FishTrack23: Underwater Tracking & Classification Dataset

Updated 21 January 2026

FishTrack23 is an underwater multi-object tracking and fish identification dataset featuring real-world videos with challenges like low lighting, color casts, and turbidity.
It employs detailed annotation protocols with 2D bounding boxes and tracking IDs across diverse fish taxa, facilitating rigorous evaluation for detection, tracking, and classification methods.
The dataset supports comprehensive metrics such as precision, recall, mAP, and MOTA, establishing a robust standard for aquatic perception in robotics and fisheries research.

FishTrack23 is an underwater multi-object tracking and fish identification dataset constructed from real-world marine video recordings. Designed to benchmark object detection, tracking, and fine-grained classification algorithms in challenging aquatic environments, FishTrack23 provides annotated video samples marked by severe visual degradation due to low lighting, significant color casts, and turbidity. The dataset is used extensively as an evaluation standard for machine learning-based aquatic perception modules, particularly in the context of robotics and automated fishery research applications (Silva et al., 14 Jan 2026).

1. Dataset Structure and Content

FishTrack23 is organized as an ensemble collection of underwater videos targeting multi-object tracking (MOT) in naturalistic, real-world settings.

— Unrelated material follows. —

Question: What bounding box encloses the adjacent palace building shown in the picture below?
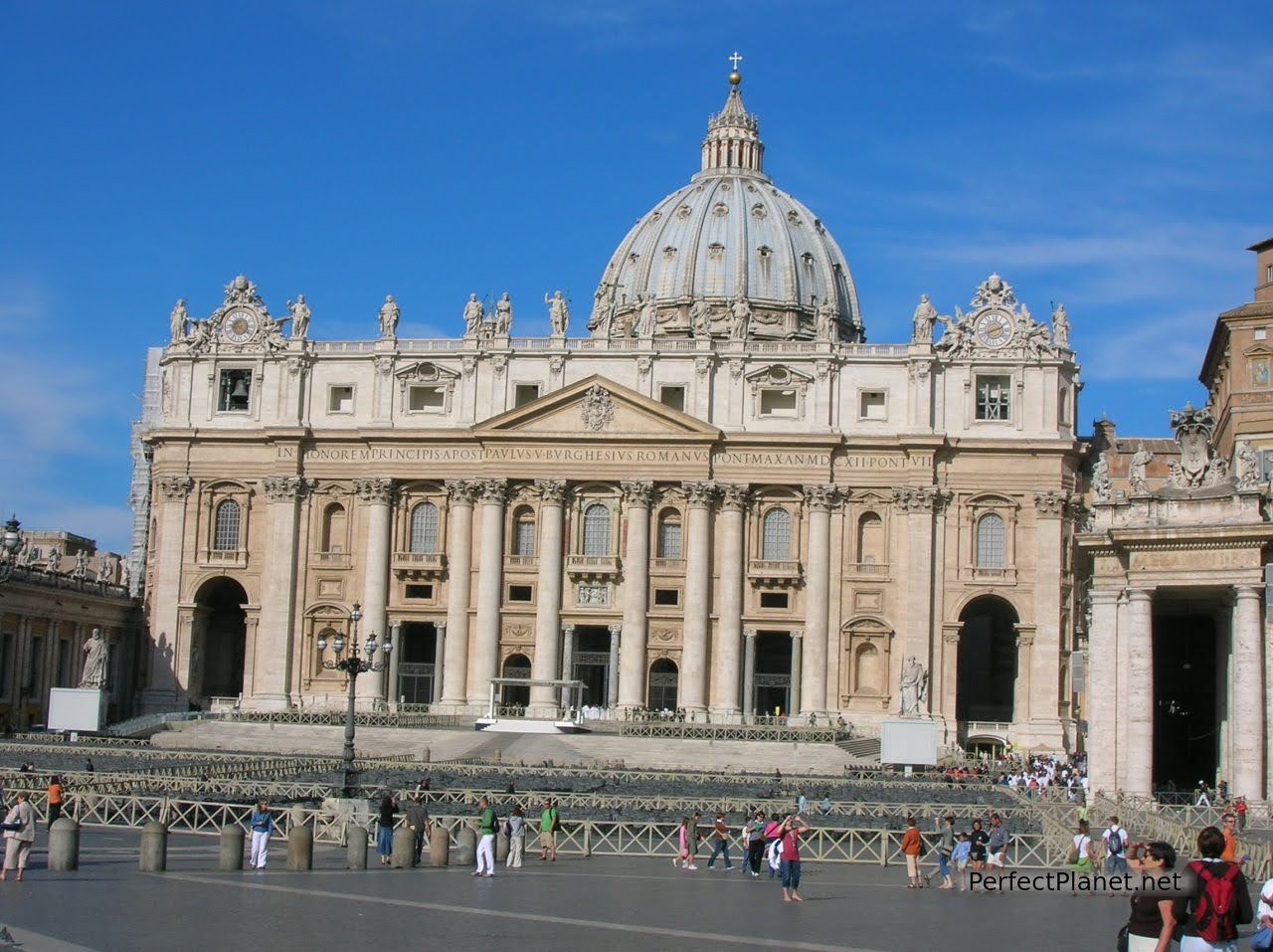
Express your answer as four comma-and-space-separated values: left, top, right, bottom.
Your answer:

Video sources are rigorously filtered: sequences containing erroneous or duplicate annotations such as plants or fishing lures, or videos entirely lacking fish, are excluded a priori. From the curated set, annotated frames are subsampled for training and validation via a one-in-twenty sampling strategy, while all annotated frames are retained for testing, supplemented by a 5% subset of unannotated frames to facilitate continuous video reconstruction at inference time.

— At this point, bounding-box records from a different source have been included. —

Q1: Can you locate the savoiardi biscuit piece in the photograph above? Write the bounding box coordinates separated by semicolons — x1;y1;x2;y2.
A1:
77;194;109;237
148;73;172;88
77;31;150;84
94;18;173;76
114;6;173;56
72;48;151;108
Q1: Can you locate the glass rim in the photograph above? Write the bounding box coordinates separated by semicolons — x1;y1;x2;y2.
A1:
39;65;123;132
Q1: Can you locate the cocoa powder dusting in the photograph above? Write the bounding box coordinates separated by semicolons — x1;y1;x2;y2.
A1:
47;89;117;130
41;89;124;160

The dataset is enumerated as follows:

Split	# Images	Notes
Training	5,149	1 in 20 annotated frames
Validation	1,098	1 in 20 annotated frames
Testing	14,575	All annotated + 5% unannotated

Frame resolutions are non-uniform, inherited from original video sources. Annotation density differs by video, with original annotation sampling conducted at either 5 Hz or 10 Hz, yielding test footage durations between 23 and 46 minutes.

2. Environmental Parameters and Visual Challenges

FishTrack23 represents a spectrum of underwater visual degradations:

Lighting: Consistently low, with substantial red-channel attenuation yielding strong color casts.
Turbidity: High particulate matter induces scattered light and further visual distortion.
Variability: The dataset spans numerous environmental conditions, which are not quantified in detail (e.g., exact lux values or scattering coefficients are not reported).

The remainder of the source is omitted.